Joe points his finger to the screen below the pic where a photographer’s copyright is displayed in tiny yellow font: 2023 . “And as an avid Facetuner of all varieties, I can assure you that this pic has been hardly touched. You can see freckles. You can see tiny crows.”
She does have an ageless quality about her face, but not in a way that screams. If she’s had work done, it was really by a wizard, because she looks closer to forty than sixty. She also doesn’t look plastic.
Joe stands up and shuts off the TV, yawning and stretching like a cat.
“Bedtime,” he says. “Busy day tomorrow—lots of foreheads to flatten.” He smacks a kiss on the crown of my head. “Don’t stay up stalking her too late.”
I mumble a response that I hope passes as affirmation.

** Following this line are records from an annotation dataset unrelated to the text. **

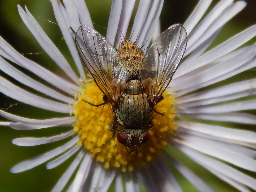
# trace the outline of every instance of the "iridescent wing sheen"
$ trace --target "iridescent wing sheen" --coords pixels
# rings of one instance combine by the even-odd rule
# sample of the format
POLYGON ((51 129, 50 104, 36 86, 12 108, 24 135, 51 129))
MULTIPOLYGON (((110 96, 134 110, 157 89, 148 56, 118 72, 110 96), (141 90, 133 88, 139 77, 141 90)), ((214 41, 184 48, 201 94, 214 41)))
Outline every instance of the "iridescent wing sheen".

My phone chimes with a text from Dad, and I check the time on my laptop.
It’s ten p.m.
He’s usually asleep in his recliner by now. Still in his button-down and khakis.
Hi, Birdie, Moira and I are looking forward to seeing you tomorrow evening.
Then a photo appears of him and Moira sitting on the porch together as the golden-hour sun washes over their faces. I flip back to the pic of her from her website. Not only does she look almost identical as she did in 2023, she also doesn’t look any more retouched in this texted selfie from Dad.
Love, Dad.
There’s a fist of guilt around my heart. I should at least give the woman a chance to make a case for her right to my father’s heart. But that isn’t stopping me from doing a little reconnaissance of my own tomorrow morning. Kismet opens at eleven, and I’ll be there with a disguise on.